5 am wake up call today. Yikes. But we wanted to get to Yala National Park for 6am, so on the road we went. We got our breakfasts boxed up and ready to go. After our Safari yesterday we were so pumped to go on another Safari. Its like the ultimate I Spy adventure.
We had a different Safari guide today. This time we had our driver as our guide. As we went through the park, we found that this is not actually as amazing as having a driver and a guide. On this Safari we had to be more on guard to see the animals, since no one was pointing them out. Our drive to Yala took about 45 minuets. We went from the complete dark to sunrise.
Our experience at Yala was completely different then our experience at Udawalawe National Park. Between the two, I liked Udawalawe National Park more. Yala had a lot less elephants, however it did have lots of birds, crocodiles, deer, mongoose, water buffalo, and a bear.
We started off our tour by circling around a small watering hole. At this watering hole we saw an eagle high in the trees, and a lot of green bee eaters. Bee Eaters are actually a really cool bird. The catch bees then small out the stingers of the bee on a stick or rock and then eat them. Plus they are gorgeous.
Next we saw some painted storks at the watering hole. They are named this due to their pink tail feathers. They love to eat in the watering holes, as they wade along they stir the water with their feet to flush hiding fish so they can eat them.
Next we saw some warthogs, which reminded us of Pumba from the Lion King. The warthogs were not a fan of our jeep and ran away into the bush.
The next animal we saw was the Sri Lankan Sloth Bear. Our guide got really excited – so we guessed this was not a regular occurrence. It feeds on nuts, berries, and roots, as well as carrion and meat. So we saw it poking around with n the grasses looking for insects. This bear was adorable. I wouldn’t try to hug it or anything but I could watch this bear for hours. Eventually it wandered back into the bush. And we moved on.
The crazy thing about this park is how thick the bush is. It makes it rally hard to see animals unless they are in the open.
The next animal we saw was an elephant. It was a bull and it was in the middle of a lake, by itself and had no interest of coming closer. At this point we were really glad we went to the elephant park the day before. All this elephant did was eat lily pads, which to be fair- I don’t blame the elephant for.
Leaving the lake behind, we found two Wild Water Buffalo blocking our path. This left us little to do but wait for them to move of the road. Since they are large animals.

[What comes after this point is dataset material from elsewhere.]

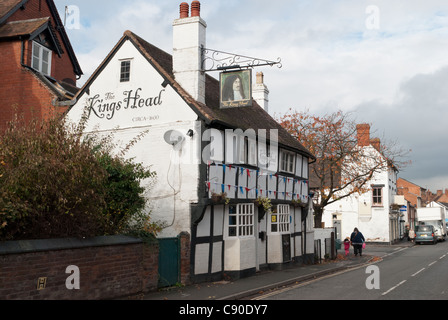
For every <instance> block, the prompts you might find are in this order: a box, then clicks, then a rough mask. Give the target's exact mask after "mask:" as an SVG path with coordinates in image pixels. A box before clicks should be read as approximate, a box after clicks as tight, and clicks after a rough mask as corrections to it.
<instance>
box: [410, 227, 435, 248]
mask: <svg viewBox="0 0 448 320" xmlns="http://www.w3.org/2000/svg"><path fill="white" fill-rule="evenodd" d="M422 242H432V243H433V244H436V243H437V235H436V233H435V231H434V227H433V226H431V225H420V226H416V227H415V243H417V244H418V243H422Z"/></svg>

Biologists say that the Wild Water Buffalos in Sri Lanka have bred with the domesticated Water Buffalo so they are not officially Wild Buffalo.
After this we were told by another jeep that there was a leopard sighting in the park, so our driver took off to see if we could find it. What we found was a larger number of jeeps, all stuck in “traffic” with the guides pointing to a tree on the other side of the river. I don’t know if we actually saw a leopard. I will post the photo below of what was our “Leopard Sighting.”
As you can see, there is no obvious leopard in this photo….
After looking for about 20 minuets the park rangers came in to break up all the commotion of the 30 or so jeeps parked staring at the “Leopard.” The rest of this time in the park we spent chasing Ruddy Mongoose. So mongoose are adorable. They are all over Sri Lanka if you start looking for them. They are the equivalent of a raccoon, and are considered a pest.
We also saw a lot of blue peacocks, which incidentally are native to India and Sri Lanka. The peacock population has gone down considerably, for, at one time it was considered a delicacy and peafowl were hunted down indiscriminately. They were still everywhere to be seen in this national park.
The Sri Lankan jungle fowl is the national bird of Sri Lanka. We saw that too. It looks a lot like a rooster. We also saw some spotted deer. Lastly we saw the tsunami exhibit. We were allowed to get out of the jeep and eat out breakfast on the beach. Basically this national park was directly on the tsunami path, and lost a lot of animals and plants to the tsunami.
After our safari, we headed to our next hotel, the Koggala Beach Resort. This hotel was outside of the city of Galle, and was basically a beach resort. It was time to get our relaxing on. Koggala Beach is the longest beach in Sri Lanka which is pretty cool. We arrived at 1pm, and discovered they were not ready for us, so we waited in the lobby for an hour, This was frustrating because it was a really hot day and seeing all the guests playing in the pool there was nothing we wanted to do more then jump right in. Eventually we were checked in, and got a great room with an ocean view and a balcony.
We decided to walk to town to find some food before we went swimming. In town there is 1 restaurant, a snack seller and a grocery store. We ended up buying lots of water, some savoury snacks and calling it a day. It was a long walk back to the hotel, so in this instance, it may have been better to stay at the hotel.
Once we got back to the hotel, we decided to check out the pool and the beach. The pool was refreshing but small. So we decided to walk along the beach. The beach was gorgeous, but the waves were huge. We were unable to swim in the water due to the crazy under tow.
Around 4:30 pm the storm rolled in. It was crazy to see how fast the storm rolled in. We went to the hotel restaurant for dinner. It was buffet style.